The seam between app and Set
A subtler design problem: the visual boundary between an app and the Sets tab above it.
Groove Music’s album art bleeding through the nav and into the Sets tab.
In the default pattern, the tab strip is system chrome with a different material than the app below. That's correct as a default, but it leaves a hard horizontal seam at the tab boundary. The app stops here, the system starts there. For apps whose identity is visual (Groove Music, with its album art as the dominant element of the now-playing surface), that seam interrupts the content.
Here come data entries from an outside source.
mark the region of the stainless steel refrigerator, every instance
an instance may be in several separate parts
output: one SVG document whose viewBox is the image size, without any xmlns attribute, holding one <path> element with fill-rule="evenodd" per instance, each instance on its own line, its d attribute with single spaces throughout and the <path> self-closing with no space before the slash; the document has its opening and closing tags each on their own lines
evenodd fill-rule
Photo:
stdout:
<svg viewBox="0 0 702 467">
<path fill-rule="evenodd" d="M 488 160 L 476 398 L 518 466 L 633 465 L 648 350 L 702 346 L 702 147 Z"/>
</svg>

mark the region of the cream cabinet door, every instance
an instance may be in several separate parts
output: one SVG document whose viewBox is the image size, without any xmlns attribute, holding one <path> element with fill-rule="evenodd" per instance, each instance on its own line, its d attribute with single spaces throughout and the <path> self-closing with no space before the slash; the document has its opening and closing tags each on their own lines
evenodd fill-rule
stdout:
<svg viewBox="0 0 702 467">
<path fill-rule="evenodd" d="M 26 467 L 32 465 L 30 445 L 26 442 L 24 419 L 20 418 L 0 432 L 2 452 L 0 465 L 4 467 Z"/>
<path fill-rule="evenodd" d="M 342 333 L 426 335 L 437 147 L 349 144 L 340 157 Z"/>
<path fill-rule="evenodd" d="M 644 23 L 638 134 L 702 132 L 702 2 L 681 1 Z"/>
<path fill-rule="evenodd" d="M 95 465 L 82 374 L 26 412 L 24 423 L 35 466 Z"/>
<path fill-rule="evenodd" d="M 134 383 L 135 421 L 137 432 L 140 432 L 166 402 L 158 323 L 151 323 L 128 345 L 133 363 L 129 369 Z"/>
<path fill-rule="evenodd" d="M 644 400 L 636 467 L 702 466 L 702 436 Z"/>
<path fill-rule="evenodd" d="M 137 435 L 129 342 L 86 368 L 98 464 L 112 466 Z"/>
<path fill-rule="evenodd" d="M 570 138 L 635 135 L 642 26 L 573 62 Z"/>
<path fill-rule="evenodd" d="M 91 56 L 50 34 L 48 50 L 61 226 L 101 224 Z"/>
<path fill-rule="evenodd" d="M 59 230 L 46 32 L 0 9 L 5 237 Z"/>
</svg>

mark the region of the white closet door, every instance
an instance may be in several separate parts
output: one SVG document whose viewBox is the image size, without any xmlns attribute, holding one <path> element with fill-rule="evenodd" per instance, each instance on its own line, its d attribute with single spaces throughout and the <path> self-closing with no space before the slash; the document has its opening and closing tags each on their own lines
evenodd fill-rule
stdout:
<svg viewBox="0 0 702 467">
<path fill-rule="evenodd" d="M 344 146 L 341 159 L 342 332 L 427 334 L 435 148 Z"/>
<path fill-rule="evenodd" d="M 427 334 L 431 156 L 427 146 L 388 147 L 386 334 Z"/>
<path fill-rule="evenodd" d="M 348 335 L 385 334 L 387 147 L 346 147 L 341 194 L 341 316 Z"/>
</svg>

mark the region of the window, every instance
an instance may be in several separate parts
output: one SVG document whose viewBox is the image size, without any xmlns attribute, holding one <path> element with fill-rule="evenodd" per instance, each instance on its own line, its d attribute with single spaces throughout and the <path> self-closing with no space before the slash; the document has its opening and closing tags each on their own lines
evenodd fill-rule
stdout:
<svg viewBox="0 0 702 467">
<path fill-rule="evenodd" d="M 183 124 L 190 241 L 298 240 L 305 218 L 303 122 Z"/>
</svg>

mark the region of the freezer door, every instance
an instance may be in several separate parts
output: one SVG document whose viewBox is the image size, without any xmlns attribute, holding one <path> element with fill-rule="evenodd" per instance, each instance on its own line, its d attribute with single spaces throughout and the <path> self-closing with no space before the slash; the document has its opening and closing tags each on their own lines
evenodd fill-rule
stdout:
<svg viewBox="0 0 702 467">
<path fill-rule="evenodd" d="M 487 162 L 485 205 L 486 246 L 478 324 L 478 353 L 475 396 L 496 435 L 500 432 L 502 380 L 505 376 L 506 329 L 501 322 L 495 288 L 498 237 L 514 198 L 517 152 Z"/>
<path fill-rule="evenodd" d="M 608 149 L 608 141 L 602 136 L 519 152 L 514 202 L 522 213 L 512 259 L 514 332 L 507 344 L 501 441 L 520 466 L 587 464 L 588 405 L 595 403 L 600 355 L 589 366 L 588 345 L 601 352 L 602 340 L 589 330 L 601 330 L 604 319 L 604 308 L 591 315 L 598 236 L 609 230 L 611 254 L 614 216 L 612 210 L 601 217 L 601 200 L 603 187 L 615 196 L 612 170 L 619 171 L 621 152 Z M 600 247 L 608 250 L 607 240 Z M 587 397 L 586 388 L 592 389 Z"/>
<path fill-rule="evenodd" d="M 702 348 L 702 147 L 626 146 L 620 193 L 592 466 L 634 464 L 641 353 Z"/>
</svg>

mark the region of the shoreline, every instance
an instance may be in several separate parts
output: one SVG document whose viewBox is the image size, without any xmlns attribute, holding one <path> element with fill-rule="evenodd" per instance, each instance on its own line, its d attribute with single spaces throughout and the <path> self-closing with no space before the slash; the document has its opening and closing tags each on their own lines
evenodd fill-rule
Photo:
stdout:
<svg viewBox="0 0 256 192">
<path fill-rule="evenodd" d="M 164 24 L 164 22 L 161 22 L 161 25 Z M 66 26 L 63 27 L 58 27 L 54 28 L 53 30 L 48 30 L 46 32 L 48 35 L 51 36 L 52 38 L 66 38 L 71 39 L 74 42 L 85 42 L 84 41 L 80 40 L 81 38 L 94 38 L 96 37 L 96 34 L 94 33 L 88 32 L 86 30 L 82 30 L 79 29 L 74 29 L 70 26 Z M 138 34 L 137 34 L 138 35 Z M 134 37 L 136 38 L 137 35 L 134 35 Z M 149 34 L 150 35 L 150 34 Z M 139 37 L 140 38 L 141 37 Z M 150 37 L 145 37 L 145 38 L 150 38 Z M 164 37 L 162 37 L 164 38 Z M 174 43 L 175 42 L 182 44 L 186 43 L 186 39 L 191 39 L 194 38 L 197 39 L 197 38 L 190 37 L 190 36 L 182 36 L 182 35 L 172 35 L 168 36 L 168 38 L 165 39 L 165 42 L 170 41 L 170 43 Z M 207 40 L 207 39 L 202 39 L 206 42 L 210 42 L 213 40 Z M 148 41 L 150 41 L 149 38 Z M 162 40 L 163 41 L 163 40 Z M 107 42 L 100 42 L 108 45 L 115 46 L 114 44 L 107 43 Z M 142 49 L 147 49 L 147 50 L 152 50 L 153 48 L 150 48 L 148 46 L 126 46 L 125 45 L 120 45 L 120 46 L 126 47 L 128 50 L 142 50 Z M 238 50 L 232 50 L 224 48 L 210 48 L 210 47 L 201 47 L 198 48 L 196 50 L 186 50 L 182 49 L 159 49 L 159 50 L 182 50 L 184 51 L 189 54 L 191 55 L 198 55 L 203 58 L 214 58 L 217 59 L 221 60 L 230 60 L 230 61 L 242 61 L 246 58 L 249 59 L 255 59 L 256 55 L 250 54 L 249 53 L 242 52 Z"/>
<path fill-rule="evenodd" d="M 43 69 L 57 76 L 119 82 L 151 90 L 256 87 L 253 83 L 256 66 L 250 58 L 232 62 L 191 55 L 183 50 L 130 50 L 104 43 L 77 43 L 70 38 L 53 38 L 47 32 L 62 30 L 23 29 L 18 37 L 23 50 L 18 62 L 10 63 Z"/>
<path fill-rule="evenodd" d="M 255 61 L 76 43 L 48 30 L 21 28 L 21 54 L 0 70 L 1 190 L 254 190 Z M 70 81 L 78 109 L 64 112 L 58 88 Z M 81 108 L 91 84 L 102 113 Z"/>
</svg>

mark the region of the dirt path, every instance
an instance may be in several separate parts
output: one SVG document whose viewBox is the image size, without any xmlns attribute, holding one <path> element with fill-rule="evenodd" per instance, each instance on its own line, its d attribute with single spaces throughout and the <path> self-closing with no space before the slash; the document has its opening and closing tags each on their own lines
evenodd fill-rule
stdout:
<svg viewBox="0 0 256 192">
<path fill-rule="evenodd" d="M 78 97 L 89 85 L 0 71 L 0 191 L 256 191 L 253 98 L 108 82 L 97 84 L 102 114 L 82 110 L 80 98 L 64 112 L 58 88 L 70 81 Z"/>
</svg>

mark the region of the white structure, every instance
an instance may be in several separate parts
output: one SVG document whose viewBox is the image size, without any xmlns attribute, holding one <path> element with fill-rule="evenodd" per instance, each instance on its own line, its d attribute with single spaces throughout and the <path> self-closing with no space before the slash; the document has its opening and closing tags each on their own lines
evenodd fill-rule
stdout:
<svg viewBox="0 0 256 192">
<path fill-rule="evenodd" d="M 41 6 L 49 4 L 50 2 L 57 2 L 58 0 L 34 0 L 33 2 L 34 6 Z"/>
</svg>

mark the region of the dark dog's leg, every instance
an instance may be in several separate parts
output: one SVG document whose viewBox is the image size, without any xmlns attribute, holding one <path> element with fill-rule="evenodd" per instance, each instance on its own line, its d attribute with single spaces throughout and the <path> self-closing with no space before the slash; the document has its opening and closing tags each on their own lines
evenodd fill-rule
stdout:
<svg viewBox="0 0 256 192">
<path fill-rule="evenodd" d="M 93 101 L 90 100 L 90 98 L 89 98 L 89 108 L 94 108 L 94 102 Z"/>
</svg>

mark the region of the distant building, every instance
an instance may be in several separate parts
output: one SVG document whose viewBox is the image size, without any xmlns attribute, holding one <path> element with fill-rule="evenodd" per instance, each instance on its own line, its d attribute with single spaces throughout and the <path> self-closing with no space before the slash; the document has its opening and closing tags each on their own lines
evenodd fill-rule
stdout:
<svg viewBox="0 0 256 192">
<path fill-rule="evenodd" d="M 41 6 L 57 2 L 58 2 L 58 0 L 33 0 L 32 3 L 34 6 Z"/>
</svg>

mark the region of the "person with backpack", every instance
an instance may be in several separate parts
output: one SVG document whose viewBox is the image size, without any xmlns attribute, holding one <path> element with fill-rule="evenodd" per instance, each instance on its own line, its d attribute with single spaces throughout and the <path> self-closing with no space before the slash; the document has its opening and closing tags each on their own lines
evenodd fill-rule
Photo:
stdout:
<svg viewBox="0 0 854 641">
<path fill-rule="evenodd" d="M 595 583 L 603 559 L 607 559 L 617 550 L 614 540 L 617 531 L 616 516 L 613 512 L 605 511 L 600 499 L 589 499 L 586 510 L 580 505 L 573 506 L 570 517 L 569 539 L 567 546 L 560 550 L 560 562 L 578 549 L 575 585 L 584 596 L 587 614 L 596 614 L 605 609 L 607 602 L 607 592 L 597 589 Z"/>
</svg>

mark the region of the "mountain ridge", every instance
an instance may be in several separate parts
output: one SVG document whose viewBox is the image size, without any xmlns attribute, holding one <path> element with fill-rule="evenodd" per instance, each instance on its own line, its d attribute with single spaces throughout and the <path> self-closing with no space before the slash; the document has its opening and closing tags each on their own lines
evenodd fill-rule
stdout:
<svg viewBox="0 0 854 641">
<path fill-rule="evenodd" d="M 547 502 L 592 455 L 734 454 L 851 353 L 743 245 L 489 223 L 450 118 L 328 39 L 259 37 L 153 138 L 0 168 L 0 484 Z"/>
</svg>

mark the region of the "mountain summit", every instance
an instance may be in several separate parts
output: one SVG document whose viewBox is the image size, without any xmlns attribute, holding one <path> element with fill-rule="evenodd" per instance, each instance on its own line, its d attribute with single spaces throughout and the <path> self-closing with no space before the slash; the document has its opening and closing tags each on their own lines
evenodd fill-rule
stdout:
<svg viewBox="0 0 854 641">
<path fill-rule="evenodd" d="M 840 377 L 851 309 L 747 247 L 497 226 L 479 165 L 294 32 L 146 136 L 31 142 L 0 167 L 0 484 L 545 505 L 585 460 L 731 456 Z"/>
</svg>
Letting app imagery bleed through the navigation row and up into the Sets tab itself collapses the seam. The tab still functions as a system control, but its texture comes from the app. Apps that have something worth showing get the full client area; apps that don't fall back to the default treatment.
Working with Sets
The patterns above assume Sets exists as a usable feature. But the actual mechanics of building and modifying a Set are still in flux, and the existing flow (drag a tab from one window into another) is a discovery problem rather than a usability one.
A dropdown next to a new tab button, showing other open apps that can be merged into the current Set.
Hovering or right-clicking the new-tab button surfaces a dropdown of apps that can be added: other open windows that aren't yet part of a Set, plus a few recents the user might want to launch directly into the group. The example shows Paint and Edge as candidates to join an existing Set of Calendar and Photos.
The same dropdown adapted for creating a new Set from existing apps.
The same affordance works in reverse for creating a Set. Hovering the new-tab button of a single-tab window offers the apps that can be merged in to create a group. The same interface, but contextual to whether the user is adding to a Set or creating one.
These are small surfaces, but they're where Sets actually becomes useful. Without them, Sets is a feature only power users will discover. With them, it's the new default way to organize related work on the desktop.